Feb 22 2008

In Kenya, “Armed groups are still mobilising on both sides.”

Category: Uncategorized<ADMINNICENAME> @ 6:22 PM

The news from Nairobi is promising. The two sides in Africa’s most urgent political dispute are talking, and Kofi Annan — the chief mediator — claims to see “light at the end of the tunnel.” Some kind of power-sharing agreement is being discussed, hopefully one that gives Odinga and his followers real power in a national government whose nominal leader, Kabaki, has lost virtually all of his internatiional standing because of the post-election violence in Kenya.

That violence could well erupt again, if a political settlement is not reached soon. The International Crisis Group, in a new report on Kenya, finds “armed groups are still mobilising on both sides.” As we have seen in Nigeria, which is to West Africa’s economy what Kenya is to East Africa’s, once groups arm the restoration of order becomes exceedingly difficult not the least because men with guns decide it is more profitable to use them than to give them up.

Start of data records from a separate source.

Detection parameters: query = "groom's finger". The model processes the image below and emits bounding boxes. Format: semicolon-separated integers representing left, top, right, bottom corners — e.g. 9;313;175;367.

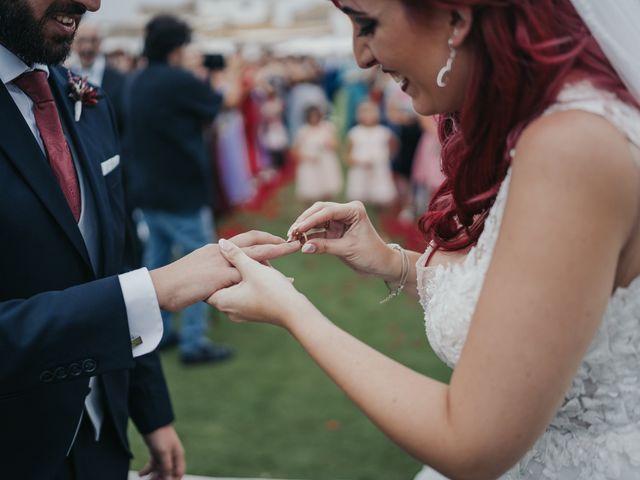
242;238;300;262
229;230;284;248
207;285;242;318
218;238;259;278
173;448;187;479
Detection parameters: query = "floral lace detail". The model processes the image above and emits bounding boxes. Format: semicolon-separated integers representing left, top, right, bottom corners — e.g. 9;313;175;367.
416;82;640;480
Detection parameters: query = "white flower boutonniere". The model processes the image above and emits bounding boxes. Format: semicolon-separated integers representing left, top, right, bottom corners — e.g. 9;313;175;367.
69;72;98;122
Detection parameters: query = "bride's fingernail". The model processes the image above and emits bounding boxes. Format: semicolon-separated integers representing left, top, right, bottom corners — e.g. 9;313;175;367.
302;243;316;253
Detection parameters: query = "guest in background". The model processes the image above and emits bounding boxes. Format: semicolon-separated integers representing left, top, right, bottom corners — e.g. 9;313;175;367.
127;16;232;364
347;101;397;207
69;22;125;134
293;105;342;202
385;81;422;223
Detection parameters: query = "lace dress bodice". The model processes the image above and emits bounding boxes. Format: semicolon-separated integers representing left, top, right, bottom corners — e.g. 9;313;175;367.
416;82;640;480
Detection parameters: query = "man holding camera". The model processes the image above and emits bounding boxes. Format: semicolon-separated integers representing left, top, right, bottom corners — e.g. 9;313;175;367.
125;15;232;364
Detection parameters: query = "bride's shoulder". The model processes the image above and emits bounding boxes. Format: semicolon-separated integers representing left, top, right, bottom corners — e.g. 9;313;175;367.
509;106;640;232
514;109;638;182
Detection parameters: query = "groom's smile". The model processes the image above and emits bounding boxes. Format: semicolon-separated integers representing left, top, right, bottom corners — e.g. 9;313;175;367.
0;0;100;65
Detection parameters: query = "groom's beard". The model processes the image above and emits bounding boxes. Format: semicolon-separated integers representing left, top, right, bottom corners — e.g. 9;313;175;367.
0;0;86;66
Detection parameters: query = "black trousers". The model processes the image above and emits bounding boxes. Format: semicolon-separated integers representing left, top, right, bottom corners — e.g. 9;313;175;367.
54;412;130;480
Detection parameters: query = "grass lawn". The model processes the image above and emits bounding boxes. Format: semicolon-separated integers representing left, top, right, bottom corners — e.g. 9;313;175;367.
130;181;450;480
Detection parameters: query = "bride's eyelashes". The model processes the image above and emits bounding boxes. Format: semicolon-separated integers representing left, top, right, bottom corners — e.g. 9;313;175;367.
356;19;378;37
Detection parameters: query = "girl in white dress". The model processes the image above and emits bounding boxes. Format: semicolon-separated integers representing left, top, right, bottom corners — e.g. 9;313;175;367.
293;106;342;202
210;0;640;480
347;102;396;207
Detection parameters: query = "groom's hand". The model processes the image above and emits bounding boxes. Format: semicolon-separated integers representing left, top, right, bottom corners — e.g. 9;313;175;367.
229;230;300;263
139;425;186;480
149;231;300;312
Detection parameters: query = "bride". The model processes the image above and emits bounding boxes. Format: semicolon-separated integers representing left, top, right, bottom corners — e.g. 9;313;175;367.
209;0;640;479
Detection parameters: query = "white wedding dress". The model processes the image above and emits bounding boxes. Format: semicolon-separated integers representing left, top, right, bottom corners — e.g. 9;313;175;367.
416;82;640;480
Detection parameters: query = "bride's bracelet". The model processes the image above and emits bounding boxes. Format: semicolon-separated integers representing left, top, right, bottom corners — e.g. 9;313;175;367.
380;243;409;304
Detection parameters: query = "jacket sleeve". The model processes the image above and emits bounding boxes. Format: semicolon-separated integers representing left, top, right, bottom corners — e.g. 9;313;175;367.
129;352;174;435
0;277;134;397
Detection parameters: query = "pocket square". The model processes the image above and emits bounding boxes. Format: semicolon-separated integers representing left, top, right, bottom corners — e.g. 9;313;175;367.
100;155;120;176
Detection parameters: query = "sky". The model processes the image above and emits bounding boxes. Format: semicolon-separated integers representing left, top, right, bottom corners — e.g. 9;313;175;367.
91;0;184;20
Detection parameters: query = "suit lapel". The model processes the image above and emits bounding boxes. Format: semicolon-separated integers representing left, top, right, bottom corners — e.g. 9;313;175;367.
49;68;113;276
0;78;91;266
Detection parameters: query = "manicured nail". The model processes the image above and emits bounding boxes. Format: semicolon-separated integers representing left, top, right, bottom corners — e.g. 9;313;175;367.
302;243;316;253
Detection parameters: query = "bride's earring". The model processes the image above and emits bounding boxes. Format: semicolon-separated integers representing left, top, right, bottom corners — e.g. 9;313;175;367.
436;29;458;88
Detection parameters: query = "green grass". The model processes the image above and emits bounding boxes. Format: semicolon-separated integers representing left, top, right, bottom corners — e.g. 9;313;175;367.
130;182;450;480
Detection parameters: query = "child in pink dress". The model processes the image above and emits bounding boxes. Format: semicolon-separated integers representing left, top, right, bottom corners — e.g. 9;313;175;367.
293;106;342;202
347;102;397;207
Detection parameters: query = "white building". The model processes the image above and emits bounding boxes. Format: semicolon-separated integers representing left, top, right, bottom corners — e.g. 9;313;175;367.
97;0;351;56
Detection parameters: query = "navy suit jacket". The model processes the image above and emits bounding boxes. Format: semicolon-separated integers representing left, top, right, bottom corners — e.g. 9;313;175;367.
102;65;126;134
0;67;173;479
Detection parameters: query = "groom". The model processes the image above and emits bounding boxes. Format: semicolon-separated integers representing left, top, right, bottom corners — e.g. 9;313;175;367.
0;0;294;480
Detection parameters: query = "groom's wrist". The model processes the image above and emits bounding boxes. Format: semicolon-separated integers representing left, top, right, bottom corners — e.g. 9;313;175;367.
149;267;175;311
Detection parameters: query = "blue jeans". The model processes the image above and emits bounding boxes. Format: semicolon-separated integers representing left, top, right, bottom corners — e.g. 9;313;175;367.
142;207;215;353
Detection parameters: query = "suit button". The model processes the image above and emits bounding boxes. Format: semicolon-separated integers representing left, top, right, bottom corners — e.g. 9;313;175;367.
69;363;82;377
82;358;98;373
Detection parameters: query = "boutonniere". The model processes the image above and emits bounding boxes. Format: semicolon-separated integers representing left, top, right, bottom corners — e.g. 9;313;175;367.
69;72;98;122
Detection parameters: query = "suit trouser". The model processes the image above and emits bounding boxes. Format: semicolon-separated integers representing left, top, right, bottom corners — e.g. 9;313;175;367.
54;412;129;480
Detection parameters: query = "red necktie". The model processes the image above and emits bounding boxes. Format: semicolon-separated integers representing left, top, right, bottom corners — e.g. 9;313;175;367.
13;70;80;222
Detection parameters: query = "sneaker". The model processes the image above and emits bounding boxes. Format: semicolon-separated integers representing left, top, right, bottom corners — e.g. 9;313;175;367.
180;343;233;365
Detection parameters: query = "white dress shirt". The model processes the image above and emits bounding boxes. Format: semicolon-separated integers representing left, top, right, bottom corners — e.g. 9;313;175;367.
0;44;163;440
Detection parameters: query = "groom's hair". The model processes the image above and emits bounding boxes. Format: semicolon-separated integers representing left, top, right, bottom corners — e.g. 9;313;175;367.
144;15;191;63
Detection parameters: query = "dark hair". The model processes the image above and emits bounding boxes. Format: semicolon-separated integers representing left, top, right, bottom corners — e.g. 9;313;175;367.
143;15;191;62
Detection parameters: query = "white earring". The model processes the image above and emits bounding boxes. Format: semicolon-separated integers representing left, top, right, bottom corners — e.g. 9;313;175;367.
436;29;458;88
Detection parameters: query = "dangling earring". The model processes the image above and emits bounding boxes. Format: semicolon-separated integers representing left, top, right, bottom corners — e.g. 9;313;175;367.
436;29;458;88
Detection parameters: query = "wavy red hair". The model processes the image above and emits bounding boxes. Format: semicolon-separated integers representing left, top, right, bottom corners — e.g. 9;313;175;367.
402;0;637;251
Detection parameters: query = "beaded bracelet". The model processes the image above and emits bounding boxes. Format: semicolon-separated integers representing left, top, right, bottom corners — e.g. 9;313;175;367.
380;243;409;304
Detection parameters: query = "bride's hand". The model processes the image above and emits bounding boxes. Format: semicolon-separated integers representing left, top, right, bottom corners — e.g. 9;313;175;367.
207;240;310;327
288;201;400;280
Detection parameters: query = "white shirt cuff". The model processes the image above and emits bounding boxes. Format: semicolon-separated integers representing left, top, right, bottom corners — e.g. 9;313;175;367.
118;268;163;358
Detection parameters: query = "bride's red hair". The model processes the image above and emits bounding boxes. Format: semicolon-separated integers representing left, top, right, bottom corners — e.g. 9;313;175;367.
332;0;637;251
410;0;637;251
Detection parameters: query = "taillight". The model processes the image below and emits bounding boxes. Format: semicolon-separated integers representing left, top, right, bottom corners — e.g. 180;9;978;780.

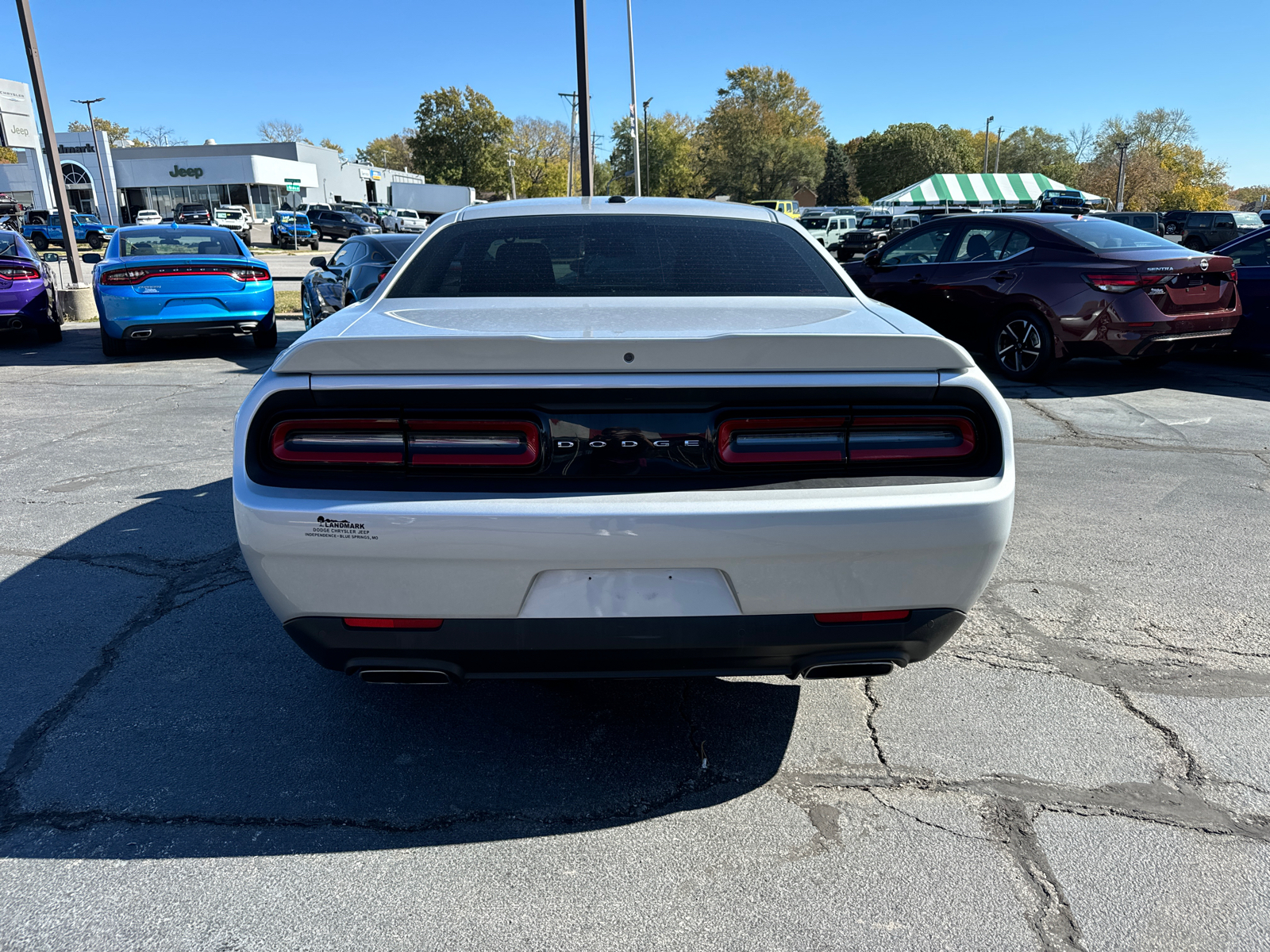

The ICG, a respected analyst of crises around the world, concludes that “international pressure” remains critical to achieving a workable compromise in Kenya. Part of the compromise includes rewritting Kenya’s constitution to spread power more evenly through levels of government — and reduce some of the “winner take all” ramifications of electoral victory in the country. These structural changes are crucial because, even if Kibaki and the dominant Kikuyi tribe manage to hold onto power for another presidential term, ultimately the Kikuyi will lose a national election and become subject to the same logic that the Luo today rebel against. Until “all or nothing” outcomes are avoided, no one is safe in Kenya or at least not for very long.

International observers routinely call for outside pressure to solve domestic disputes, and sometimes they are correct. Kenya is not one of those cases. Kenyans both inside and outside of the country hold the key to a sustainable negotiated settlement. Without an urgent drive for national unity on the part of Kenyans home and away, international pressure may yield only short-term fixes.